Summary
Phil Anderson introduces the “Mexican Pete” (Mex Pete) chart pattern drawn from page 67 of Gann’s Truth of the Stock Tape, describing it as an ascending triangle setup where higher lows eventually overwhelm flat-top resistance to produce a breakout. He uses Intercontinental Hotels Group (IHG) as a worked example of the pattern in action, then announces the launch of a live model portfolio built around the strategy.
Key Claims
- Buying high and selling higher is more effective than buying cheap — confidence: high
- “Cheap” stocks are cheap for a reason and rarely represent good value — confidence: high
- The 52-week new highs list is a reliable source of trade ideas — confidence: high
- Moving averages help identify stocks in strong uptrends suitable for entry — confidence: high
- The Mexican Pete / ascending triangle pattern skews risk/reward in the trader’s favour — confidence: high
- The best breakouts gap above resistance and do not return; a retest of the breakout level is common but not guaranteed — confidence: medium
- Observing real-world business conditions (e.g. hotel occupancy) can inform investment decisions and real estate cycle analysis — confidence: medium
- A model portfolio based solely on the Mex Pete strategy can be compatible with holding a separate day job — confidence: medium (aspirational claim, not yet validated)
Mex Pete References
- Definition: Mexican Pete refers to a section on page 67 of Gann’s Truth of the Stock Tape, chapter “Habits of Stocks,” using the historical stock Mexican Petroleum as the example.
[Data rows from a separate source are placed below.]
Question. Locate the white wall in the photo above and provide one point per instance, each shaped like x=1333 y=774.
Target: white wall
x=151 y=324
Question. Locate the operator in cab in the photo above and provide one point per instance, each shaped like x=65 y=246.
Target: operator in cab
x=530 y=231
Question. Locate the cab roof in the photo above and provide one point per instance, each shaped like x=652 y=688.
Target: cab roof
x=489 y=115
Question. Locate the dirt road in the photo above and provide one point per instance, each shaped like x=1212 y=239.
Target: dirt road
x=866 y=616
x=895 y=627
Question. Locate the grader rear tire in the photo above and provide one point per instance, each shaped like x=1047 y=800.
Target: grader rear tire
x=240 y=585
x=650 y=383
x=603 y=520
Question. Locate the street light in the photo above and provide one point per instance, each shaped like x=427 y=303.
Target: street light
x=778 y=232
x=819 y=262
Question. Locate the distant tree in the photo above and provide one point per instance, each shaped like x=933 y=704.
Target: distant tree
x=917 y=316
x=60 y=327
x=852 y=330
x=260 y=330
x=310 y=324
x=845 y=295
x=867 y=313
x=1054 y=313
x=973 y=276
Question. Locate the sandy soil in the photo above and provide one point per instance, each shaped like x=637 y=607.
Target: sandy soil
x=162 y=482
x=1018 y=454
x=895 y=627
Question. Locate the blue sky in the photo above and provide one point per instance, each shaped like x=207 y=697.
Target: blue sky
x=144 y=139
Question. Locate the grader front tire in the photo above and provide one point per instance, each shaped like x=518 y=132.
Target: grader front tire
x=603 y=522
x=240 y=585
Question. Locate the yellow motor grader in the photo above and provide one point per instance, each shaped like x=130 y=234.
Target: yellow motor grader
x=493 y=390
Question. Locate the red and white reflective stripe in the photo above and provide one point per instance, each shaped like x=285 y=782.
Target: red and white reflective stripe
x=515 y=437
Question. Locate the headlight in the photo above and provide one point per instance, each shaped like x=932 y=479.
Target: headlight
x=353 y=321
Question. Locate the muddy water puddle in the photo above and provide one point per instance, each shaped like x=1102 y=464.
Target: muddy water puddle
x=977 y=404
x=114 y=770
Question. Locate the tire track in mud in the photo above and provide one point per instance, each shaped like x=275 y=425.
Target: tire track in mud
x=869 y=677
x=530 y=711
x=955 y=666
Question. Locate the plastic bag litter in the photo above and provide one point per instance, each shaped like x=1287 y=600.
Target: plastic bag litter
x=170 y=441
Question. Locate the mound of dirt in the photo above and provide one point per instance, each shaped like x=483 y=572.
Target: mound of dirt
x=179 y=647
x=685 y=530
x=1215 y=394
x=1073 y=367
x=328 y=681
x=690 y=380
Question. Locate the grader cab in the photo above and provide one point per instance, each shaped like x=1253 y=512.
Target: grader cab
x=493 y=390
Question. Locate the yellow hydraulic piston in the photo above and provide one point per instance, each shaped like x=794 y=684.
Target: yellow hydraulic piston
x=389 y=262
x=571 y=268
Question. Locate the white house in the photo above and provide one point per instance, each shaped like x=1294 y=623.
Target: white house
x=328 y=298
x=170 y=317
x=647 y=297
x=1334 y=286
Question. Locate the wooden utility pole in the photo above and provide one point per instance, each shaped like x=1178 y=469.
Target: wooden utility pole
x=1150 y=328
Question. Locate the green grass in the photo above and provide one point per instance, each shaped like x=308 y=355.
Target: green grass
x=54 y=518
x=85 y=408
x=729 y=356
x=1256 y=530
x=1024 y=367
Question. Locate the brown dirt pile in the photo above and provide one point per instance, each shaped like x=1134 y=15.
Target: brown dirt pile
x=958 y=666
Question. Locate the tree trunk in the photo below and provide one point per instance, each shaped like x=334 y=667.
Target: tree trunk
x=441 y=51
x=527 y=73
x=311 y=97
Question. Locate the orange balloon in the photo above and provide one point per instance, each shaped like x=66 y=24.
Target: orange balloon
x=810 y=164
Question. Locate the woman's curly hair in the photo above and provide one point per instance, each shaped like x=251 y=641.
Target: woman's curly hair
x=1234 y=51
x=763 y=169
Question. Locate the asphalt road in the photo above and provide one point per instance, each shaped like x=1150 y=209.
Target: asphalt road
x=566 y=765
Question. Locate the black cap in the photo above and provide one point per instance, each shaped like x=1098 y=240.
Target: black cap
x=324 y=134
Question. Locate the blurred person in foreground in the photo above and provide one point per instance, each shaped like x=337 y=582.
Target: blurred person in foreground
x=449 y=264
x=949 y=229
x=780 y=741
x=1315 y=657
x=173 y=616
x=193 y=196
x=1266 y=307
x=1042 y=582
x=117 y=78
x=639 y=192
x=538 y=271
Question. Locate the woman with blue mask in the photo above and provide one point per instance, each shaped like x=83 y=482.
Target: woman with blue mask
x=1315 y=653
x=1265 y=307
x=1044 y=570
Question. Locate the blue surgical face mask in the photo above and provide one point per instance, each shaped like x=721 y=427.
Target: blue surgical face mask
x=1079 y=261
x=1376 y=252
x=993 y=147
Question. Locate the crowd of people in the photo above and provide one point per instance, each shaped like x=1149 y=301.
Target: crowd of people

Gann provides specific dates and prices which, when plotted on graph paper, produce an ascending triangle.
- Pattern structure: Series of higher lows + flat resistance top → buying pressure eventually overwhelms sellers → price breakout.
- IHG example (Intercontinental Hotels Group, U.S.-listed):
- Pattern developed over approximately six months at prior highs around the $70 resistance level.
- Breakout confirmed 18 July 2023 (Point 1) — stock jumped above $70 on high volume.
- Stop placement: just below most recent low inside the pattern at $66 (Point 2) — approximately 8% downside from entry.
- Retest of breakout level occurred late October 2023 (Point 3) — $70 acted as support.
- Subsequent gain from breakout: as much as 53%.
- Rule: If price returns below the breakout level and back inside the pattern, the stop must be taken — no exceptions.
- Stop management: Once trade moves in favour, raise stop to breakeven.
Stock Picks / Signals
| Ticker | Exchange | Signal | Entry Reference | Stop | Notes |
|---|---|---|---|---|---|
| IHG | U.S. | Historical buy example (not a live call) | Breakout above $70 on 18 Jul 2023 | $66 (≈8% below entry) | Gained up to 53% post-breakout; retest at $70 in Oct 2023 |
- A live Mex Pete Model Portfolio has been launched on the PSE subscriber site (PDF linked within email). Specific tickers in that portfolio are not disclosed in the email body.
Predictions / Forecasts
None explicitly stated. The 53% IHG gain is cited as a historical result, not a forward forecast.
Notable Quotes
“The stock market is not a supermarket. ‘Cheap’ stocks are cheap for a reason. And it’s rarely a good one.”
“The best breakouts from a Mexican Pete setup gap above the resistance level and don’t look back.”